Mangarjung Tea Garden (Nagri) is a census town  in the Jorebunglow Sukhiapokhri CD block in the Darjeeling Sadar subdivision of the Darjeeling district in the state of West Bengal, India.

Geography

Location                                                   
Mangarjung Tea Garden (Nagri) is located at .

Area overview
The map alongside shows a part of the southern portion of the Darjeeling Himalayan hill region  in the Darjeeling district. In the Darjeeling Sadar subdivision 61.00% of the total population lives in the rural areas and 39.00% of the population lives in the urban areas. In the Mirik subdivision 80.11% of the total population lives in the rural areas and 19.89% lives in the urban areas. There are 78 tea gardens/ estates (the figure varies slightly according to different sources), in the district, producing and largely exporting Darjeeling tea. It engages a large proportion of the population directly/ indirectly. Some tea gardens were identified in the 2011 census as census towns or villages. Such places are marked in the map as CT (census town) or R (rural/ urban centre). Specific tea estate pages are marked TE.

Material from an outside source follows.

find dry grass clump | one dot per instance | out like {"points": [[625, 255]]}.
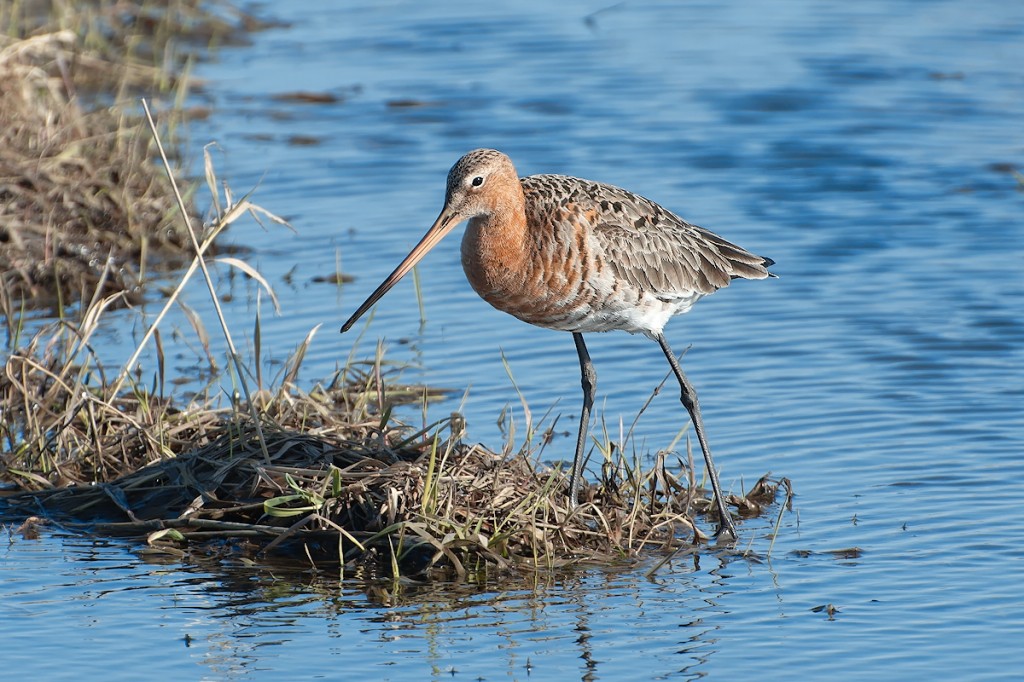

Note: The map alongside presents some of the notable locations in the subdivision. All places marked in the map are linked in the larger full screen map.

Demographics
According to the 2011 Census of India, Mangarjung Tea Garden (Nagri) had a total population of 5,644 of which 2,758 (49%) were males and 2,886 (51%) were females. There were 490 persons in the age range of 0 to 6 years. The total number of literate people in Mangarjung Tea Garden was 4,090 (72.47% of the population over 6 years).

Infrastructure
According to the District Census Handbook 2011, Darjiling, Mangarjung Tea Garden (Nagri) covered an area of 5.524 km2. Among the civic amenities, the protected water supply involved overhead tank and spring. It had 400 domestic electric connections. Among the medical facilities it had 1 medicine shop. Among the educational facilities it had were 7 primary schools, 1 middle school, the nearest secondary and senior secondary schools at Nagri Tea Estate 3 km away. It had 16 non-formal education centres (Sarva Siksha Abhiyan). An important commodity it manufactured was tea.

Economy

DOTEPL group
The gardens of the Darjeeling Organic Tea Estates Private Ltd. are: Ambootia, Changtong, Happy Valley, Monteviot, Moondakotee, Mullootar, Nagri, Noorbong, Sepoydhurah (Chamling), Sivitar, Rangmook Ceder, Rangaroon, Pandam and Aloobari.

Education
Indira Ojha High School is an English-medium coeducational institution established in 1986. It has facilities for teaching from class V to class X.